Worcester State University Professor of Communication Julie Frechette

Frechette Explores Communication in the Age of Digital Media

February 11, 2016
By: Worcester State University News

For Julie Frechette (Communication), teaching about the media has never been more exciting than now, in the age of digital media. Frechette relishes the fact that the discipline of communication is more attractive than ever in the digital economy. “Our students seek to gain skills in social media and media production, while also learning about the ways digital media shape and define human interactivity,” she says.

“Before the digital age, each medium, such as film, radio and TV, was examined for its own unique properties and human impact as messages were broadcast from elite producers to the masses.

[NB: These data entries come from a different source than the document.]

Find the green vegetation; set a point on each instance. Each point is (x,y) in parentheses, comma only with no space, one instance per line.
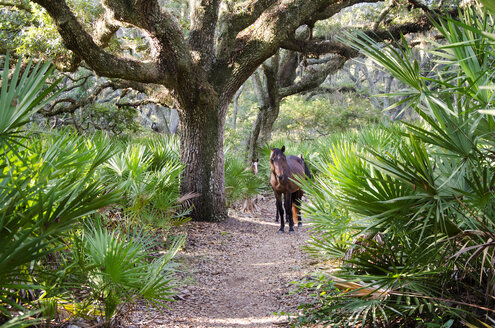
(50,261)
(408,209)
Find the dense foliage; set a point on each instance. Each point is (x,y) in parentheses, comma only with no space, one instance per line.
(408,209)
(56,256)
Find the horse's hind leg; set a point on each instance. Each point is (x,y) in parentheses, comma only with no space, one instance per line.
(296,206)
(288,211)
(280,212)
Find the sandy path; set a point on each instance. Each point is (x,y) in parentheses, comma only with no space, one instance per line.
(238,274)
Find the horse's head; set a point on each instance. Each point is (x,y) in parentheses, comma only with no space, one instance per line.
(278,163)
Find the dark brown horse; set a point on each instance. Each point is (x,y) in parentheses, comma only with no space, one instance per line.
(285,171)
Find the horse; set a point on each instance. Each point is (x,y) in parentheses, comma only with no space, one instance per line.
(285,171)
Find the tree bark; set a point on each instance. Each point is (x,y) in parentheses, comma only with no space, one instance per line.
(201,70)
(201,144)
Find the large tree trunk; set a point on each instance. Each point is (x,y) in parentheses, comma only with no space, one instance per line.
(201,143)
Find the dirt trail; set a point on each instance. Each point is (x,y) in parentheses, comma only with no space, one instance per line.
(238,274)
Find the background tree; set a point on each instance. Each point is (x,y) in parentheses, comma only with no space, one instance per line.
(201,64)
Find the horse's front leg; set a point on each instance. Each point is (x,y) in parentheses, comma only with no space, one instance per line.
(280,212)
(288,211)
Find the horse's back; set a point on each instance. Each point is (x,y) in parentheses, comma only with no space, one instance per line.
(296,165)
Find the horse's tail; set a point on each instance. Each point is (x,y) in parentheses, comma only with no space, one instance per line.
(306,168)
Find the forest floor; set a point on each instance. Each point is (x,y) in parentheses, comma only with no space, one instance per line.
(237,273)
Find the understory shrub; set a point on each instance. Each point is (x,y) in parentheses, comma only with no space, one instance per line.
(408,210)
(52,264)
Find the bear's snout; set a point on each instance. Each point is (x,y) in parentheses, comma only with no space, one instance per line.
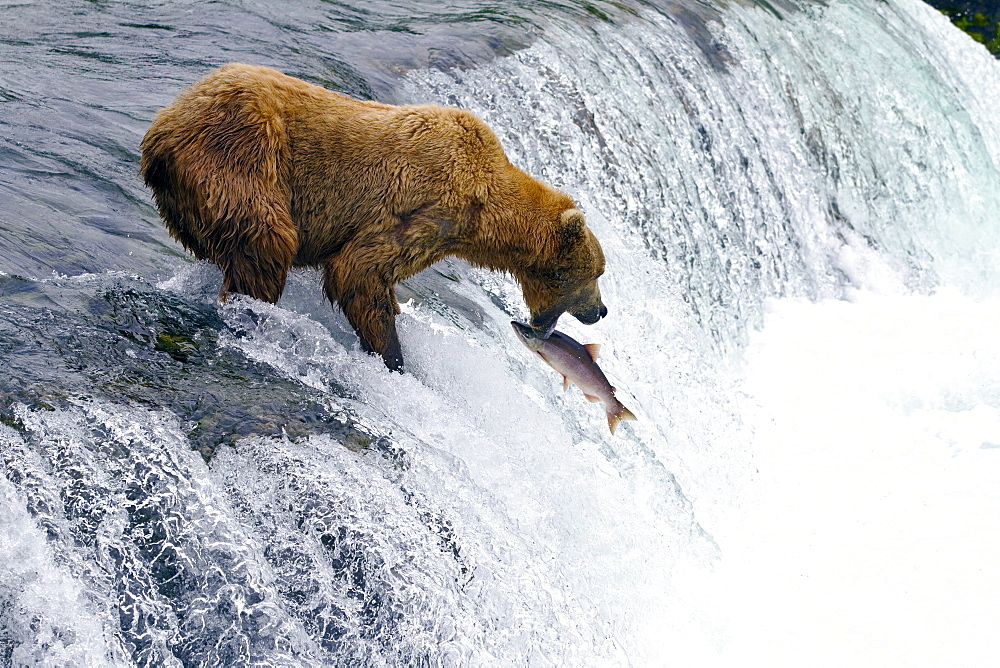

Today, we are inundated with new and emerging social media platforms of convergence, like Facebook, Twitter, Instagram, and Snapchat, whose conceptual purpose is to provide us with the means to express ourselves and enhance our daily communication with others in varied local-to-global networked environments,” she says.

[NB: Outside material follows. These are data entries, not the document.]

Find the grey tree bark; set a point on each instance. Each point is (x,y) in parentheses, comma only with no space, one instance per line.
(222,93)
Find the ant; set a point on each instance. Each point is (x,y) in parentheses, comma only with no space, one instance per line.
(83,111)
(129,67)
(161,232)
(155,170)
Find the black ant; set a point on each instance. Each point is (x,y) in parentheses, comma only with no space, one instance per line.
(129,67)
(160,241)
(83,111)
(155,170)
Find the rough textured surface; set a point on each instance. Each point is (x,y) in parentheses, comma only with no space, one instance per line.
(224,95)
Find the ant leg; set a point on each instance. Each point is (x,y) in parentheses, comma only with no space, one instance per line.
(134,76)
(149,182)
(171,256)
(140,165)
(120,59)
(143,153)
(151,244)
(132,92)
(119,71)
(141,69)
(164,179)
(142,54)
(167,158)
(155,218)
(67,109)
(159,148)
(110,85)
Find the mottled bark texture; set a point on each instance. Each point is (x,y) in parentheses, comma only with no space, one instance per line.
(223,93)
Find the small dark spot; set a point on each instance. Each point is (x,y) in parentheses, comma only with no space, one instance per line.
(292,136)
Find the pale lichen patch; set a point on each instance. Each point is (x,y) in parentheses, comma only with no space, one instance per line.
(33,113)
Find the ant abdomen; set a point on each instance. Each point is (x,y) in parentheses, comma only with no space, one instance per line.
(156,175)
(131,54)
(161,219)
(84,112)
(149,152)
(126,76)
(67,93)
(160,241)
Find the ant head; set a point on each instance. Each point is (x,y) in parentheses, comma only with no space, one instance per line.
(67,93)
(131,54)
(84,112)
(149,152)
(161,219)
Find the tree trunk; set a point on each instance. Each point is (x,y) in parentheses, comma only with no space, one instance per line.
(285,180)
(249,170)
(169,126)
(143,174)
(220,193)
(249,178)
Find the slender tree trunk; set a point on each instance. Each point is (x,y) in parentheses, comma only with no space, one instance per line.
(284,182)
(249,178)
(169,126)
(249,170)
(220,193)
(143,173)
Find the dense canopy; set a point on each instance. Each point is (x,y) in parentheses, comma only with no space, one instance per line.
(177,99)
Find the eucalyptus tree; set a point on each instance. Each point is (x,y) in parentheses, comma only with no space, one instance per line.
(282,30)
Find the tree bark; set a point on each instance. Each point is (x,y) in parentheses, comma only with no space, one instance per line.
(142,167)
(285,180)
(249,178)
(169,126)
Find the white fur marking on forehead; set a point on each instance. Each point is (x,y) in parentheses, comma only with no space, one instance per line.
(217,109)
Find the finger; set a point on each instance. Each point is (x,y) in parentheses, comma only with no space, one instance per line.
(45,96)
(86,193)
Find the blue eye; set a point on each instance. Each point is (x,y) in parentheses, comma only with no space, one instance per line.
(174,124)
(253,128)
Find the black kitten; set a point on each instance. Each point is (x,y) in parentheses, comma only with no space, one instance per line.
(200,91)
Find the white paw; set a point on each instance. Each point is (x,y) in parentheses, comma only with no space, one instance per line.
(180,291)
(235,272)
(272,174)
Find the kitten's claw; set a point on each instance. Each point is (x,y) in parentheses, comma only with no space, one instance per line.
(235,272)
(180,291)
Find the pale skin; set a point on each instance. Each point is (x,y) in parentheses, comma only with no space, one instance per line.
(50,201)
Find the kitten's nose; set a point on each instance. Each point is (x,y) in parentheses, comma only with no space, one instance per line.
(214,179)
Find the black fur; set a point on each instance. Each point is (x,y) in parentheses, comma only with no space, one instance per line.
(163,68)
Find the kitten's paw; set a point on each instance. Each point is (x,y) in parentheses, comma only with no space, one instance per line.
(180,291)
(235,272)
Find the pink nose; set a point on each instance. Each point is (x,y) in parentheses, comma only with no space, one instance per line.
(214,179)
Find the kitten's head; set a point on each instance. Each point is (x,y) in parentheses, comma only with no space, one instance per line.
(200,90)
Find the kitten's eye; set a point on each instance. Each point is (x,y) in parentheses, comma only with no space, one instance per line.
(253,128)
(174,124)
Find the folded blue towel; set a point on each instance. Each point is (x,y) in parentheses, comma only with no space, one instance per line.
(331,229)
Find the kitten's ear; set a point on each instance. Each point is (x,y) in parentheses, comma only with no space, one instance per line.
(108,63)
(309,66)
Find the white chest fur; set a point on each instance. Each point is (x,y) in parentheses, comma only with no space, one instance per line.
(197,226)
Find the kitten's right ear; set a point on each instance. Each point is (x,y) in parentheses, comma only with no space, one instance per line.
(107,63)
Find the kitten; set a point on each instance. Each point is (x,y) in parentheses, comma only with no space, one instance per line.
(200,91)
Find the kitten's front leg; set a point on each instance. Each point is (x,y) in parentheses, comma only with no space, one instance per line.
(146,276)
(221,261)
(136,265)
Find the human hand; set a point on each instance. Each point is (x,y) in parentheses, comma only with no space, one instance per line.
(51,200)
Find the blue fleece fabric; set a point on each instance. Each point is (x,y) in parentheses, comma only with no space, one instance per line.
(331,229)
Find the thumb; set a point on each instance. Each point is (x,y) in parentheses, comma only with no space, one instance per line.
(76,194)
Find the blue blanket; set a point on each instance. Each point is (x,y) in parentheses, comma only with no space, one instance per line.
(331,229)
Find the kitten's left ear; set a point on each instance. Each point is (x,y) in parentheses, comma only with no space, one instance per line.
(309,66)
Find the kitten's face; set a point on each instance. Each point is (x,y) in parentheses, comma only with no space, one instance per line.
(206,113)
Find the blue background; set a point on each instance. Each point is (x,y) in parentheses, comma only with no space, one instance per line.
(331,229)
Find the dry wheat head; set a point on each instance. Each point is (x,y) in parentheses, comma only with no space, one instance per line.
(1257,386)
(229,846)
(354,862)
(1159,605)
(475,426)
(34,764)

In Frechette’s new book, Media Education for a Digital Generation, with co-editor Dr. Rob Williams, Frechette examines how students’ lives have been affected by the convergence of digital media—from social media to mobile devices, computers, the internet, video games, and MP3 players. “Because students have grown up with the ubiquity of new technology, we need to consider the ways that their learning has changed in the digital age,” she explains. While the popularity of digital technology has clearly changed the ways that students interact with it, Frechette’s book explores the complicated ways in which digital media offer unique social possibilities, while also colonizing time and creative license.

“We offer a framework for critical digital media literacy to assess whether or not fandom culture, ‘friending,’ ratings systems, and status updates offer meaningful social interactivity and creativity or simply attest to our need to feel accepted in a digital culture. We also look at the pros and cons of both networking and fragmentation that stem from social media dependencies that sometimes come at the cost of other forms of meaningful human agency,” she says.

Drawing from the perspective of scholar Douglas Ruskoff, who writes the foreword to the book, Frechette seeks to encourage readers to learn how to critically evaluate online networks, social media, and mobile technology in terms of content and structure. “Our book contains twenty chapters that offer new perspectives to help people judge the validity and worth of digital media as they strive to become critically autonomous in a robust high-tech world. If we are to best prepare young people for their roles as informed and active citizens in our globally connected world, then we must learn from recent scholarship in the area of emerging technologies as it affects a new generation of learners,” she says.

For Frechette, Media Education for a Digital Generation fulfills this goal in both theoretical and pragmatic ways, offering empirical research, pedagogical tools, methods, and insights to critically analyze digital media while creatively and mindfully exploring ways they can be used to discover more essential truths about our relationships with others in profound and often transformational ways.
“We’ve structured our book around five key lenses – self, social, local, national, and global – that provide five different but complementary windows into the world of Media Education for a Digital Generation.”

The book’s opening chapter in Part 1, the Self, is written by colleague and Assistant Professor of Communication Daniel Hunt, Ph.D., “Through the aperture of photography and photographic practice, Daniel Hunt considers the ways in which the constructed nature of “selfie” – the Oxford English Dictionary’s 2013 word of the year – provides deeper understandings about our digital world and new pedagogical possibilities for visual literacy to merge with digital culture,” says Frechette.

Other topics explored in the book are how digital media literacy education helps to defy stereotypes as social groups navigate shifting identities through the intentional deployment of social media, as well as how the culture of surveillance, Big Data, and privacy need to be carefully understood. Topics of public health are correlated with media literacy, along with grassroots production and digital media platforms that create “virtual and social affinity spaces” to advance the cause of social justice and equitable representations. The impact of media literacy education initiatives in U.S. public schools, are explored in the context of 1:1 technology initiatives and cyberbullying education within primary and secondary educational spaces. Finally the book explores how validated independent news can thrive in online spaces, and how digital media literacy education is reshaping the global public sphere.

“Our hope is that Media Education for a Digital Generation offers multiple vantage points from which to creatively and meaningfully engage in digital media literacy education in the classroom, at home, and in everyday moments,” says Frechette.